The task is to verify if the given values \(x = \frac{3}{2}\) and \(x = \frac{5}{3}\) are solutions to the equation \(15 x^{-2} - 19 x^{-1} + 6 = 0\). This means substituting each value into the equation and checking if it satisfies the equation.

Substitute \(x = \frac{3}{2}\) into the equation. First, calculate \(x^{-1}\) and \(x^{-2}\): \[ x^{-1} = \frac{1}{x} = \frac{2}{3}, \quad x^{-2} = \left(\frac{2}{3}\right)^2 = \frac{4}{9} \] Then substitute these into the equation:\[ 15 \left(\frac{4}{9}\right) - 19 \left(\frac{2}{3}\right) + 6 = 0 \]Calculate each term:\[15 \times \frac{4}{9} = \frac{60}{9} = \frac{20}{3}, \quad 19 \times \frac{2}{3} = \frac{38}{3}\]This simplifies to:\[ \frac{20}{3} - \frac{38}{3} + 6 = 0 \]\[ \frac{-18}{3} + 6 = 0 \]\[ -6 + 6 = 0 \]Thus, \(x = \frac{3}{2}\) is a solution.

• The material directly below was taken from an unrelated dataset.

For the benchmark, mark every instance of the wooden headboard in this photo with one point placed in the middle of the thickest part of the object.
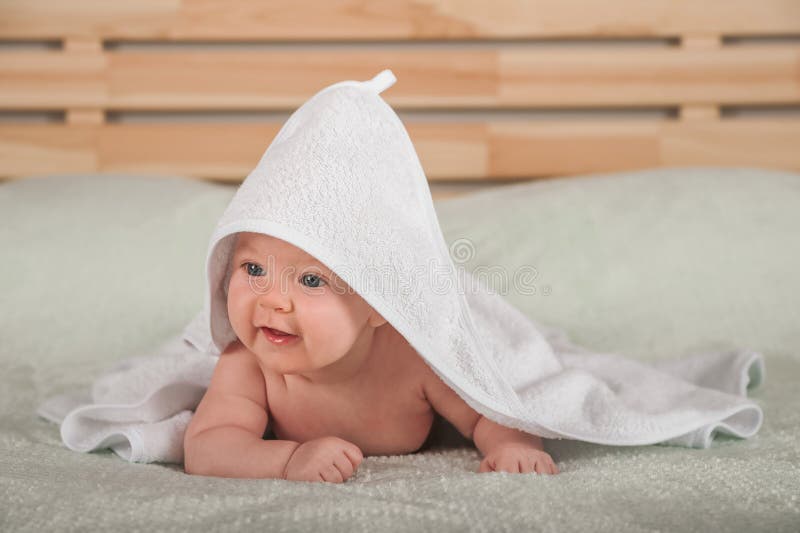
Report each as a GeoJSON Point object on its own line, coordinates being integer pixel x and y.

Substitute \(x = \frac{5}{3}\) into the equation. First, calculate \(x^{-1}\) and \(x^{-2}\): \[ x^{-1} = \frac{1}{x} = \frac{3}{5}, \quad x^{-2} = \left(\frac{3}{5}\right)^2 = \frac{9}{25} \] Then substitute these into the equation:\[ 15 \left(\frac{9}{25}\right) - 19 \left(\frac{3}{5}\right) + 6 = 0 \]Calculate each term:\[15 \times \frac{9}{25} = \frac{135}{25} = \frac{27}{5}, \quad 19 \times \frac{3}{5} = \frac{57}{5}\]This simplifies to:\[ \frac{27}{5} - \frac{57}{5} + 6 = 0 \]\[ \frac{-30}{5} + 6 = 0 \]\[ -6 + 6 = 0 \]Thus, \(x = \frac{5}{3}\) is also a solution.